Methodist ticket collection taken from an album of one Rev. John G. Morrow (d. 1924), a sometime missionary in South Africa, and minister in England. The tickets represent a system that was central to Methodist worship. They are coded, dated with month and year, and each contain a passage from the Bible. Included here are a prize group of early Methodist tickets belonging to James and Ann Jones, sometime associates of Wesley in Winchelsea, Surrey.

“In December, March, June, and September, the tickets are renewed. And in the large circuits, especially, greatly adds to the preacher’s labour, yet it is a work of importance and general advantage of the societies. The tickets are printed at our own press in London, with text of scripture upon them, which is varied each quarter and a letter of the alphabet, going regularly through, then beginning again. Two out of every ten have a small b upon them in addition to the other letter; these are designed to be given to such as meet in band. The tickets are the same each quarter, all over the connection.
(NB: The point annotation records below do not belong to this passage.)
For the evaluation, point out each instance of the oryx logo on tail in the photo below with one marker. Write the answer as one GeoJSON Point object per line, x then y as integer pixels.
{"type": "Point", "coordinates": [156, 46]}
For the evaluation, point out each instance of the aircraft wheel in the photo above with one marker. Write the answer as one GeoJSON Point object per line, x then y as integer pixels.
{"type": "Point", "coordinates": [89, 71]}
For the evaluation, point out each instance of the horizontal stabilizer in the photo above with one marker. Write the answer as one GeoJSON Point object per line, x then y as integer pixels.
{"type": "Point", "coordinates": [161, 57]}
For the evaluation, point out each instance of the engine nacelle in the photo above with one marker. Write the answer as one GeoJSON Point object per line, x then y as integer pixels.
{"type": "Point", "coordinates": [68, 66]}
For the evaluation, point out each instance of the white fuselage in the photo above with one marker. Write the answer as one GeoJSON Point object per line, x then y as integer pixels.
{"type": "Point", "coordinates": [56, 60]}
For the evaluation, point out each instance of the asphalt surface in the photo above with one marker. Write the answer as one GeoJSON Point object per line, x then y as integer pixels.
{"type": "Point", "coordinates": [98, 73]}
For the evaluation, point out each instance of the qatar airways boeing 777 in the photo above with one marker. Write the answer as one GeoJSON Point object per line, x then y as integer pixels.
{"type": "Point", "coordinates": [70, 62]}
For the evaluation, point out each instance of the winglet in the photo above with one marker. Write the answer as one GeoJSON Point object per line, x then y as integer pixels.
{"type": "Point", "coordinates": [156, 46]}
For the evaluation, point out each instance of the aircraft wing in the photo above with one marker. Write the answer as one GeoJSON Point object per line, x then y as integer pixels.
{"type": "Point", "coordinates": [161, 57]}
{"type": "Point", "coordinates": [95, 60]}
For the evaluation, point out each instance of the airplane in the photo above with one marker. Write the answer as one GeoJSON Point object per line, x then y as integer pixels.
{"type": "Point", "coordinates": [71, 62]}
At the time of giving the tickets, the preacher sees by the usual marks, whether the members have met well or ill; and if they have not met well, he inquires into the cause. He speaks to each person respecting his or her religious experience, much in the way that a leader speaks to each member in his class. He blots out the names of any who have left the society, or any who have been judged unfit to be continued members; and also sets down the names of new members. In some places the preacher has to meet the bands, after he has done preaching. A band seldom consists of more than three or four persons. These persons are supposed to be nearly in the same state of grace, or in other words, their attainments in religion are supposed to be nearly equal. And the bands do not consist of men and women together as in many of the classes, but men only, and women only, are in the bands.” Jonathan Crowther. A Portraiture of Methodism, or a History of Wesleyan Methodists (2nd Ed) 1815.


Three sheets of album leaves, with tickets as described pasted on. Also pasted to the leaves, half a page of writing about the provenance of these tickets, initialled J.G.M. (John G. Morrow) and dated 14/5/80; a clipping from a newspaper containing a report on the golden wedding of the same; and miscellaneous other items.